It's been a tough few days, I've been mostly dealing with the physical pain that I seem to be suffering with this time, I've had this before so you would think that I'd know what to expect, but from my experience every laparascopic surgery is different, and this one was painful.
The whole of my tummy area last night was wracked with pain for about half an hour last night which was very uncomfortable, and also the day after I got home from the hospital was shear agony all day. But it is getting better each day and I'm hoping I can get back to normal fairly quickly.
I'm also still reeling from the shock of it all, This time last week I was getting excited about whether we would see one of two babies on the screen at our first scan. That session left me feeling confused and sure that my luck was going to play a part and that this was going to be ectopic as we couldn't see any babies on the screen at all.
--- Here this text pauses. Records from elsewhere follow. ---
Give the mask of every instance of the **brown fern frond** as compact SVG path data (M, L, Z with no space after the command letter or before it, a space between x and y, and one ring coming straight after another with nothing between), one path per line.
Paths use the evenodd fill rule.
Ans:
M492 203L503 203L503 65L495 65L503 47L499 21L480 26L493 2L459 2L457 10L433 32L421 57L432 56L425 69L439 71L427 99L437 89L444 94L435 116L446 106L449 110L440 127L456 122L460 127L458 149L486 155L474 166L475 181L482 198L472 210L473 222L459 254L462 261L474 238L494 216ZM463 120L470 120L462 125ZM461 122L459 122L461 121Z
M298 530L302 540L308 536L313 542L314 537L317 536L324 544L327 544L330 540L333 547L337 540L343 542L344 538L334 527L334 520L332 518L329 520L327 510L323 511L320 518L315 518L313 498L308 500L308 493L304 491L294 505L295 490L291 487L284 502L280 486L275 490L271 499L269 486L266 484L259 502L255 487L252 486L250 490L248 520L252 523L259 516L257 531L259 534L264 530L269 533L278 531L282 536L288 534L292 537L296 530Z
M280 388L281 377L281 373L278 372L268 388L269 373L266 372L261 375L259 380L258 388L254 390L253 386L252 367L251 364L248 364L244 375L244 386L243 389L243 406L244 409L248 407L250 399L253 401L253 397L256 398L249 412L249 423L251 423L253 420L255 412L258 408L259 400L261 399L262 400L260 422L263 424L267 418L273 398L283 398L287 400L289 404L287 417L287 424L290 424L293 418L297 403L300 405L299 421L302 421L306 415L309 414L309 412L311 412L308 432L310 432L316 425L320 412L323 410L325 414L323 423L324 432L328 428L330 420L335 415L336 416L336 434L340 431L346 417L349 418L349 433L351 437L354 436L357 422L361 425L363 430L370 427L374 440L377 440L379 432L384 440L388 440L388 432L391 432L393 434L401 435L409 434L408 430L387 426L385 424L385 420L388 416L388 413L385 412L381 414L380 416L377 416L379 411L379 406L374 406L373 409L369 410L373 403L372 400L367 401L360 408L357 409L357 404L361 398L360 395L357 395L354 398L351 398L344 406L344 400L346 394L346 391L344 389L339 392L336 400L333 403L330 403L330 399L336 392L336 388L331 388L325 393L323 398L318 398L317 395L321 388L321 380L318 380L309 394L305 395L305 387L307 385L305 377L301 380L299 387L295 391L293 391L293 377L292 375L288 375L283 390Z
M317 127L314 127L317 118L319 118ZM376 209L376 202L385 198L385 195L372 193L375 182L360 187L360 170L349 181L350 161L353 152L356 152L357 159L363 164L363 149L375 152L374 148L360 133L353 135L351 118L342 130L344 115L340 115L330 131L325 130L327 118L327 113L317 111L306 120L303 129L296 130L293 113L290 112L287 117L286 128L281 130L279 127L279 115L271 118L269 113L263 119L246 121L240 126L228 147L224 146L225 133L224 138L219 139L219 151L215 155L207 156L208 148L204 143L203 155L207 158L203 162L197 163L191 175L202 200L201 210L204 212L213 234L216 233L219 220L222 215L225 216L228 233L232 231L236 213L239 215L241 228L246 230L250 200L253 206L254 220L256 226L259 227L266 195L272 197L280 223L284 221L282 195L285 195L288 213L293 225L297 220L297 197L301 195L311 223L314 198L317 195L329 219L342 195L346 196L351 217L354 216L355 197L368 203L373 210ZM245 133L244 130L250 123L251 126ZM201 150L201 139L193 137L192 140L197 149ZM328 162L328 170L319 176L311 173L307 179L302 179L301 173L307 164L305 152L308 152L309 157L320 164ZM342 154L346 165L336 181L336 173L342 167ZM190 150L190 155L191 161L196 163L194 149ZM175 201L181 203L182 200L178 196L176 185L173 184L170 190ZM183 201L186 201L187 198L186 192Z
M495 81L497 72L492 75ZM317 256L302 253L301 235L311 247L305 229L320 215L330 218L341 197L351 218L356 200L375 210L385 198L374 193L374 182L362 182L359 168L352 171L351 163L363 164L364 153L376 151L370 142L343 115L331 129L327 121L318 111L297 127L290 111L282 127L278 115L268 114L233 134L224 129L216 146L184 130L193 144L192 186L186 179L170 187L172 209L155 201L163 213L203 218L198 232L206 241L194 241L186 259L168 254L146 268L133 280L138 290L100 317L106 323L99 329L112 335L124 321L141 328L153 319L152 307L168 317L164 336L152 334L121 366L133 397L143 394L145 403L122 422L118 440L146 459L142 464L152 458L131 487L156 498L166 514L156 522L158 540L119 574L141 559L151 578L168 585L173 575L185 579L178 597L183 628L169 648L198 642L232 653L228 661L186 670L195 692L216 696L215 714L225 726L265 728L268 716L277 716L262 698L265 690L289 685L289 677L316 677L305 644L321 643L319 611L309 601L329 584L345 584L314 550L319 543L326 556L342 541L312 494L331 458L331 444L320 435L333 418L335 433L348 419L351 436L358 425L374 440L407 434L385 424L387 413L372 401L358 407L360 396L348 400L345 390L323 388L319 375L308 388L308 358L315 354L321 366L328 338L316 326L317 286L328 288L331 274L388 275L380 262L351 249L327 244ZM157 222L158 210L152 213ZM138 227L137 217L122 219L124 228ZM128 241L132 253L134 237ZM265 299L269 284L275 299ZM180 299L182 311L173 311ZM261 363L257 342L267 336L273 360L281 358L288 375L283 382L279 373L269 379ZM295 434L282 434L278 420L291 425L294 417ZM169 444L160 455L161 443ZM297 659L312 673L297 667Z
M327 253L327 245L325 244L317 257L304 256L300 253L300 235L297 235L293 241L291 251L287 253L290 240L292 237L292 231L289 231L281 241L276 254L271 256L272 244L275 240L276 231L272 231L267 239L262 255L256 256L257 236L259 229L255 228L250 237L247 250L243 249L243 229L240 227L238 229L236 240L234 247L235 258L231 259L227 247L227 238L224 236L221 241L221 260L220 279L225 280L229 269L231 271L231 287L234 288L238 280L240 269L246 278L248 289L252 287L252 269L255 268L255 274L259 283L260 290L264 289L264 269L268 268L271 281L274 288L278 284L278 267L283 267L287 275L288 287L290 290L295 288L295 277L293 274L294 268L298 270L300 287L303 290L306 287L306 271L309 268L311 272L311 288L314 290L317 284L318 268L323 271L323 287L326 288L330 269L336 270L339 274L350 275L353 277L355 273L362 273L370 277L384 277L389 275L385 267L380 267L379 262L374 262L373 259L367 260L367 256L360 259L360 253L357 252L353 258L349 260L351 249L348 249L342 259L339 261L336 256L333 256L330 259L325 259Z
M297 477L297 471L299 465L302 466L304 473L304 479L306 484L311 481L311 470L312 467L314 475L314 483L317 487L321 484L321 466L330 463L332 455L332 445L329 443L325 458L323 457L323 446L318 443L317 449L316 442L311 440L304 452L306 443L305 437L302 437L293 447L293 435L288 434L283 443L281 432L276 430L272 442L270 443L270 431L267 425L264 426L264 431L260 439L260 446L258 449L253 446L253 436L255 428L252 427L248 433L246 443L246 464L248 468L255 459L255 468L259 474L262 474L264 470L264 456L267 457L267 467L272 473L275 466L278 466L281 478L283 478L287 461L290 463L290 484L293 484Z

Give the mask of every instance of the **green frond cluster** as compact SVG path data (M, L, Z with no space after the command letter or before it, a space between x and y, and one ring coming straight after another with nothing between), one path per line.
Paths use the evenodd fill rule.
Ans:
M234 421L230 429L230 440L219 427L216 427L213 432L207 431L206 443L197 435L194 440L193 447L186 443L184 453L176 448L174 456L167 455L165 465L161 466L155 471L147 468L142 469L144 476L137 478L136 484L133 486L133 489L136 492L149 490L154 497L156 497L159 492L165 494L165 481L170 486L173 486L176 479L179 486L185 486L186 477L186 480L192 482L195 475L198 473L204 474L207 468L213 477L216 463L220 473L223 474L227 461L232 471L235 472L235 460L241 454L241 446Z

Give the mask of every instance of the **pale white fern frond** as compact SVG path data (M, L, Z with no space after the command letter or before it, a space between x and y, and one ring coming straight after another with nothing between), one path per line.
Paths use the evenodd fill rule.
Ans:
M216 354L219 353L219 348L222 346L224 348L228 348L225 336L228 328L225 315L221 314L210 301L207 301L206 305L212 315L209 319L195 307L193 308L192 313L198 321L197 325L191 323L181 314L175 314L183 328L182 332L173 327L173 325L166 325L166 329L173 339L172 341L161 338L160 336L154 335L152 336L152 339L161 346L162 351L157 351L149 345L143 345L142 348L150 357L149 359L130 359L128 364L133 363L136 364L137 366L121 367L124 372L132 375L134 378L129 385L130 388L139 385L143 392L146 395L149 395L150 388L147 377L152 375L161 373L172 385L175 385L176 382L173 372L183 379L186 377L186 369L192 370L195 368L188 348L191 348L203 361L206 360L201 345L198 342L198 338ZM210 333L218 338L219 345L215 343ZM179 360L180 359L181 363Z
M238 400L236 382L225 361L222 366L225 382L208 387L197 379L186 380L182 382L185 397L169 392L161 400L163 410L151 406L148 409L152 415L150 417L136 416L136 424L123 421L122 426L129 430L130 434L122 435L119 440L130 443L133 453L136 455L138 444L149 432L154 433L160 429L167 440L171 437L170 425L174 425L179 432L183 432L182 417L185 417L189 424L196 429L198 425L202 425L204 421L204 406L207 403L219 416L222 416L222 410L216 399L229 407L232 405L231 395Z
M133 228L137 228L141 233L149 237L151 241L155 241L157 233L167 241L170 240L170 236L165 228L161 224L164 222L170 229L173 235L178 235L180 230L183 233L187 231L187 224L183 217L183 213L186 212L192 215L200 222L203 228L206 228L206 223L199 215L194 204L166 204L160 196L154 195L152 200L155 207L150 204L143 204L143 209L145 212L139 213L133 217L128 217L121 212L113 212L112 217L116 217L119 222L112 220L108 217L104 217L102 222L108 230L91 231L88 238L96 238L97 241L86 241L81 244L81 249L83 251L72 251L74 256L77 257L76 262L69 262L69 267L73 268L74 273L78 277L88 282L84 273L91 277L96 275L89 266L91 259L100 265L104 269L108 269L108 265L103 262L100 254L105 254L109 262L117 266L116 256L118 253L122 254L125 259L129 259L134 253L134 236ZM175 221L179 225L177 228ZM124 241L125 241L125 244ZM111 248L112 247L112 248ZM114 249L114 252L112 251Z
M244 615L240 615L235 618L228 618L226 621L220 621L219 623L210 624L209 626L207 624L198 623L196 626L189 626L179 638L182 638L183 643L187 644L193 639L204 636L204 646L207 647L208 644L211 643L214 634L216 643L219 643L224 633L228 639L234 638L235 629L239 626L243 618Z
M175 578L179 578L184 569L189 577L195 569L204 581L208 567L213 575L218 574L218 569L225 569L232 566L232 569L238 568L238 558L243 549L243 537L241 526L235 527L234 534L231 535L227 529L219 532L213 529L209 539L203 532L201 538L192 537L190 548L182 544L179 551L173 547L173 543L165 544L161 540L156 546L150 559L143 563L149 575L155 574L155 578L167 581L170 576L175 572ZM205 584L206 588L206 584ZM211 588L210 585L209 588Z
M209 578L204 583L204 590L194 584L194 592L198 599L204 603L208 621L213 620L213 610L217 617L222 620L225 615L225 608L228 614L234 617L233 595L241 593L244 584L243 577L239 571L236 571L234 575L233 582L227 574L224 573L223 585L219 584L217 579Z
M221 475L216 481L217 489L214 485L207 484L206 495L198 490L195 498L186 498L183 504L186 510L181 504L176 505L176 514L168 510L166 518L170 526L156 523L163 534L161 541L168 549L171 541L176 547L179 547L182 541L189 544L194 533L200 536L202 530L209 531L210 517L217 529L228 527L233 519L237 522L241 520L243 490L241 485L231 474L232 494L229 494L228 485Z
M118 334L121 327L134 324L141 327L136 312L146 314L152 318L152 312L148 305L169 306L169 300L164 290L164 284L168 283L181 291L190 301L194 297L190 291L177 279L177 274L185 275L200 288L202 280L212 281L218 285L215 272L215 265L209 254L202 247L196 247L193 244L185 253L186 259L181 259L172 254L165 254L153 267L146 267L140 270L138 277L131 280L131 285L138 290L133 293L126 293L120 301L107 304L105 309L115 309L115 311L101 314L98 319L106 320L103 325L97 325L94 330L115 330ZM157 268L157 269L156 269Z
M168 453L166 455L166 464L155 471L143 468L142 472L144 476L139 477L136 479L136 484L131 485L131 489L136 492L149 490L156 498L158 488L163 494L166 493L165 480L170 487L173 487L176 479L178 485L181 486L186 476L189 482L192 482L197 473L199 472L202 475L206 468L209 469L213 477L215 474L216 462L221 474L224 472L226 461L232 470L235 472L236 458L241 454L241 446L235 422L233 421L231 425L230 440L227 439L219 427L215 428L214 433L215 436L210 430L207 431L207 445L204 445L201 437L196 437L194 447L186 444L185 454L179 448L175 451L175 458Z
On Wednesday we went back and our worst fears were confirmed, when Linsey said to me it definitely looks ectopic as it's outside the uterus I could have died on the spot.
It's hard to come to terms with it, knowing that there is a baby growing but it's just 2 cm in the wrong place, which means someone is going to cut me open and rip it out.
Within an hour we were at Frimly Accident and Emergency as this was the fastest way to get me admitted, I had a letter to take with me and Mr Riddle had phoned ahead to tell them to expect me, I'm sure this got me through a lot faster as we only seemed to wait in A&E for about 20 minutes in total, when the room was packed!
Within 3 hours I was dressed in a lovely gown, with those sexy stockings that stop you getting thrombosis and getting the final talk from the anaesthetist.
I don't remember much after that as I was wheeled down to the theatre and knocked out pretty fast.
I do know that they safely removed the pregnancy and sealed that tube up as close to the uterus as possible, and while they were in there they also put a clip on the other tube in order to bring that as close as possible too, this is to limit the chances of this happening in the future - as yes I will always be a high risk candidate for an ectopic pregnancy.
I was allowed home on the Friday where I have pretty much stayed since then as it hurts too much to do anything else right now.
My mum is coming home on Wednesday and I have friends coming from the US to stay from Thursday of this week, so I'm looking forward to that. I will be taking some time out and getting my head around the fact that once again I'm not pregnant.